I kept going to classes once or twice a week until I left for the U.S. at the age of 21.
Three more years passed (two in the U.S. and one in Canada) without aikido. Then, quite
accidentally, I ended up watching an Intro class at the Bloor Valley, and so the seed was planted.
About two months later, it blossomed into a deep urge to return to Aikido, but it did so only
because the soil was nourishing. As a wise man once wrote:
- "It again grows warmer around him, yellower, as it were; feeling and feeling for others
acquire depth, warm breezes of all kinds blow across him. It seems to him as if his eyes are only
now open to what is close at hand. He is astonished and sits silent: where had he
been? These close and closest things: how changed they seem! What bloom and magic they have
acquired! He looks back gratefully grateful to his wandering, to his hardness and self-alienation, to his viewing of far distances and bird-like flights in cold heights."

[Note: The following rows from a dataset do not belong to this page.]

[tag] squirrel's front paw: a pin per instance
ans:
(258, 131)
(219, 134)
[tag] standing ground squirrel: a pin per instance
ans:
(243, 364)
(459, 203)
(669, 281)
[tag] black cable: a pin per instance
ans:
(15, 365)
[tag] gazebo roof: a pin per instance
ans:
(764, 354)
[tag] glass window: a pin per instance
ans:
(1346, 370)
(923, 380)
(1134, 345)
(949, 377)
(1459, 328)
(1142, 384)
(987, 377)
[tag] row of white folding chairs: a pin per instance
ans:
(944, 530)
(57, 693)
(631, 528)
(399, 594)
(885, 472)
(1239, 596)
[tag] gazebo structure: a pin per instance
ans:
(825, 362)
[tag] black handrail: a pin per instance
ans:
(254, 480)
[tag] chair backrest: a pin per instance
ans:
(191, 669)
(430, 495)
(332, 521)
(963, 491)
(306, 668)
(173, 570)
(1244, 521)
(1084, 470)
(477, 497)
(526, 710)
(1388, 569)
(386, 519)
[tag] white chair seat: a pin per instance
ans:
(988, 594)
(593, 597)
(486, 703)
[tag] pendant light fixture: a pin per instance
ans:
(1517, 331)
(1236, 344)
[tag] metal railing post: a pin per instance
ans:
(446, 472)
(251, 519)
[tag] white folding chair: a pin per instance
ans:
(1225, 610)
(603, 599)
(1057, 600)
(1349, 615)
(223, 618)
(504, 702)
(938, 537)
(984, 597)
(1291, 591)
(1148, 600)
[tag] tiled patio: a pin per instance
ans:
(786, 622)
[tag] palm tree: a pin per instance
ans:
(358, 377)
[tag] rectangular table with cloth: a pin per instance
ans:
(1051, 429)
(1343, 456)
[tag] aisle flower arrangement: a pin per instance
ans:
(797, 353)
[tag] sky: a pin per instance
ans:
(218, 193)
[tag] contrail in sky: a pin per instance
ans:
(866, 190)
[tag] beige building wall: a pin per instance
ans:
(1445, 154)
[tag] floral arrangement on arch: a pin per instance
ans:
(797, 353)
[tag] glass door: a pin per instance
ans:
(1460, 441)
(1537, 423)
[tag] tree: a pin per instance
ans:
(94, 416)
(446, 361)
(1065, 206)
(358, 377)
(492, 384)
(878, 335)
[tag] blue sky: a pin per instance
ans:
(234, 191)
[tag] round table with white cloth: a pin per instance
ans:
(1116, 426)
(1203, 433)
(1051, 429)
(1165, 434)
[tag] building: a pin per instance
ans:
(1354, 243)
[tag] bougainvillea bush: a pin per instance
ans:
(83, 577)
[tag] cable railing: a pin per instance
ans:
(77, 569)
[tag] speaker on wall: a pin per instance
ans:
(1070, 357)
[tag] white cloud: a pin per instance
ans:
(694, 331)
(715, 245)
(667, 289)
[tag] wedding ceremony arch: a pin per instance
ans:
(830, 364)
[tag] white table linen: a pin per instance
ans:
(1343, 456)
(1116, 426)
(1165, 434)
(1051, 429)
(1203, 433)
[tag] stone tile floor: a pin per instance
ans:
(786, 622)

And so it is that I returned to Aikido. But it is not all milk and honey. Coming back to
practice after three years of absence can do a lot to your body, especially to joints and tendons. It
is an ordeal just to kneel on the mat before class, not to mention the constant challenge that
suwari-waza presents. There is also a bunch of bad habits that I've developed and that now
require attention. There are differences in approach, especially in the role of uke (for example, I
was taught to do rolls whenever possible and save breakfalls only for "emergencies") to which I
still have to adjust in order not to spoil nage's practice. However, once I am on the mat, all of this
fades away. The only thing that exists is the technique at hand. Not individual movements, not the
feelings, only the technique as an integral whole. True enough, movements and feelings are there,
but only as two aspects of one deeper reality. When I descent to that point, true art begins and I
am a beginner forever, for when the journey is infinite, we are always just a step away from the
start. I would not have it any other way since...
- "...wonder continues to bubble up, and joy rushes to the surface, with release in the
recognition and liberation in the awakening. And we all know how to wonder, which speaks in the
tongues of that God within, and inexplicably points home."